Follicles of '93: the Goatee Is Back
FIRST THERE WAS MAYNARD C. KREBS, the goateed proto-hepcat of the goofy ’60s sitcom Dobie Gillis. Now Maynard’s scruffy spirit must be stalking the land once again. What other explanation is there for the recent appearance of all those hair-today, gone-tomorrow wispy growths on all those celebrity chins? JFK Jr., Ashley Hamilton (Mr. Shannen Doherty) and neo-hippie rocker Lenny Kravitz, among others, are paying homage to Maynard, even though they may not know it.

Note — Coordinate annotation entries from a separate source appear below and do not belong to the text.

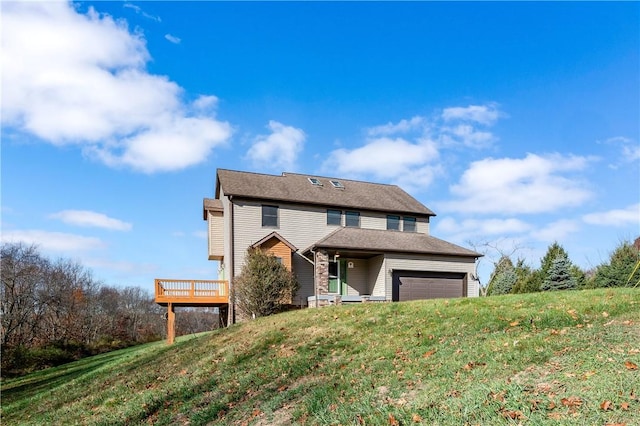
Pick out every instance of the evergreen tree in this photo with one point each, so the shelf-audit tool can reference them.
(497, 283)
(559, 275)
(527, 281)
(504, 282)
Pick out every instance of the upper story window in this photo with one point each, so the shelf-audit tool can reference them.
(393, 223)
(270, 216)
(334, 217)
(352, 219)
(409, 224)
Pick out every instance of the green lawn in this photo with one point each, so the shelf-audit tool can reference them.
(546, 358)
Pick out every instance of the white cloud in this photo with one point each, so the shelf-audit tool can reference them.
(53, 241)
(139, 11)
(534, 184)
(405, 152)
(173, 39)
(482, 114)
(556, 231)
(72, 78)
(617, 217)
(91, 219)
(466, 135)
(278, 150)
(403, 126)
(387, 159)
(483, 227)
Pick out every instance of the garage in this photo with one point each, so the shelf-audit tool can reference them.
(417, 285)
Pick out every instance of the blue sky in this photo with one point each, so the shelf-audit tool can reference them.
(517, 123)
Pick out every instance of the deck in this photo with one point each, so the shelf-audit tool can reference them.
(192, 292)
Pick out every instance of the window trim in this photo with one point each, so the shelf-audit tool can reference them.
(339, 217)
(352, 214)
(277, 216)
(412, 220)
(397, 218)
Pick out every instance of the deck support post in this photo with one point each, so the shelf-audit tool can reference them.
(171, 323)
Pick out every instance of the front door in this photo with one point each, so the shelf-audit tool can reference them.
(338, 277)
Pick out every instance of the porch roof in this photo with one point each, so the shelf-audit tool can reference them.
(276, 236)
(375, 240)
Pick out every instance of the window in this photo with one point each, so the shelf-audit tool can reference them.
(393, 223)
(352, 219)
(409, 224)
(334, 217)
(270, 216)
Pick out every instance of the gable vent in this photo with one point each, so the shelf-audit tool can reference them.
(337, 184)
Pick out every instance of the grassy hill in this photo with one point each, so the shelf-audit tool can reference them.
(546, 358)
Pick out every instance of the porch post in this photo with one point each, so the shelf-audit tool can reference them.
(322, 268)
(171, 323)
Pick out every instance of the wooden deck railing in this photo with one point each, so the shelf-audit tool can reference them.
(192, 292)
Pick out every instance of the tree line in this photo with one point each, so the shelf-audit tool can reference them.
(55, 311)
(558, 272)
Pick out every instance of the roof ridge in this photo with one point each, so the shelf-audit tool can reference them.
(338, 178)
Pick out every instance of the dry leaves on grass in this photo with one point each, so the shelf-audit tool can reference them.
(429, 353)
(471, 365)
(606, 405)
(512, 414)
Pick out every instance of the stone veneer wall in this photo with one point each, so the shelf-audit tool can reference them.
(322, 272)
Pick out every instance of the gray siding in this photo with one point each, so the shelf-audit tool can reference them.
(376, 276)
(215, 222)
(303, 270)
(357, 277)
(225, 265)
(370, 220)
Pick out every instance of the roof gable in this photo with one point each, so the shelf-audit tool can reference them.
(391, 241)
(296, 188)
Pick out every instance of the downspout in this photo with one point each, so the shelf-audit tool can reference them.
(315, 273)
(232, 309)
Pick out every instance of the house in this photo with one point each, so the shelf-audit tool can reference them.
(345, 240)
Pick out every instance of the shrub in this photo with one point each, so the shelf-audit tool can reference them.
(265, 286)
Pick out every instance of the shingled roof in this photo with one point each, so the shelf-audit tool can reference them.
(296, 188)
(376, 240)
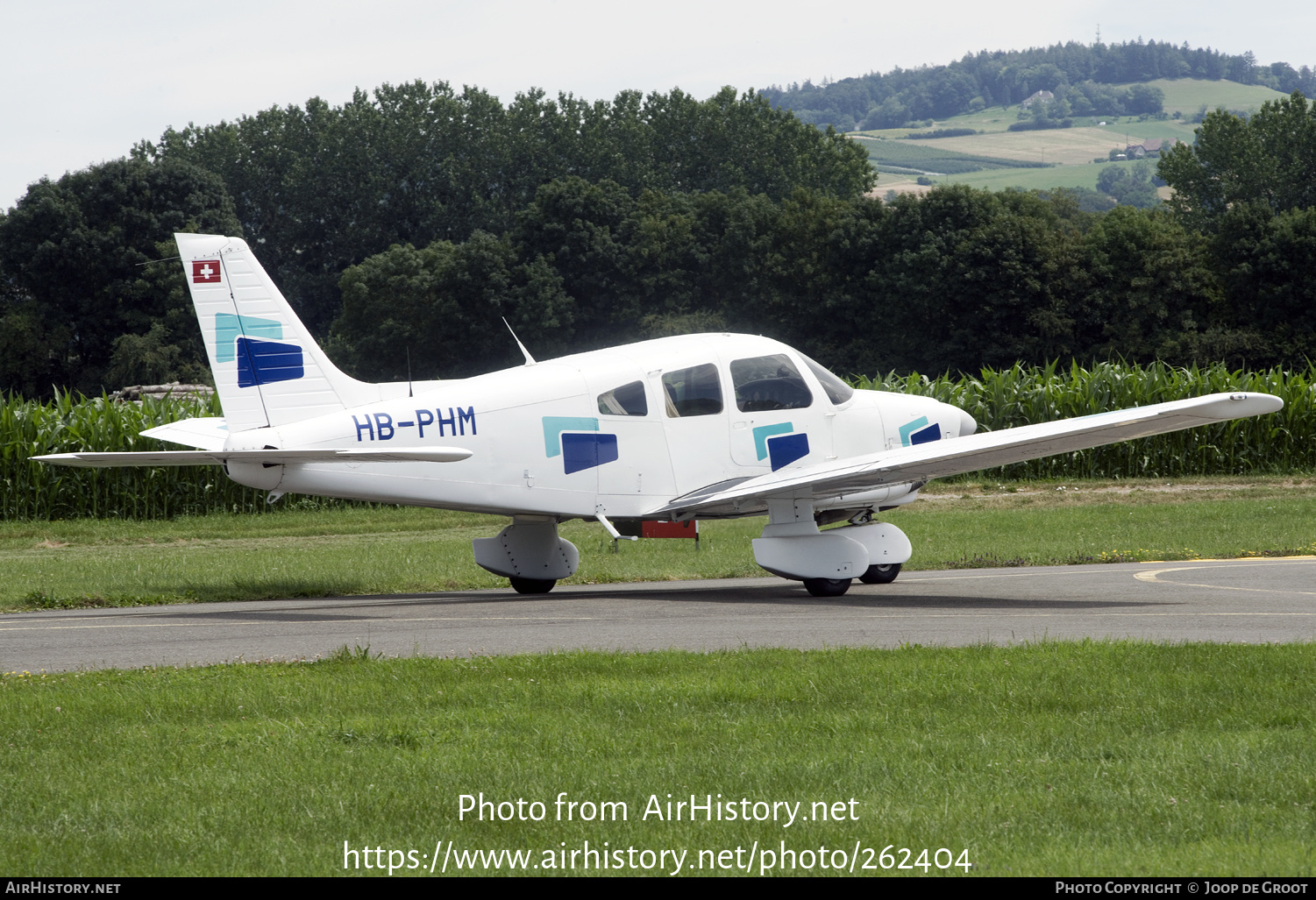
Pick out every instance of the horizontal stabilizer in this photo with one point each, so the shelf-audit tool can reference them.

The modified billygoat look hasn’t been really fashionable in the West since the 17th century, when it was de rigueur for such grandees as Charles I of England and Cardinal Richelieu of France. Goatees had a brief revival during the American Civil War, when young officers wore them for added dash. Then came a long dry spell in the States—until the beatniks and Bob Denver’s crazy cool Krebs. Umberto, a one-name-only Los Angeles men’s hair stylist, who has trimmed goatees for Rod Stewart and Julian Lennon, likes them because they offer a quick, low-maintenance way to change a guy’s looks. “If a man wants to extend his chin, he can make the goatee longer and thicker,” says Umberio. “If he wants to sharpen the jawline, he can make it shorter. Men use goatees the same way women use makeup.” And hey, man, goalees don’t run in the rain.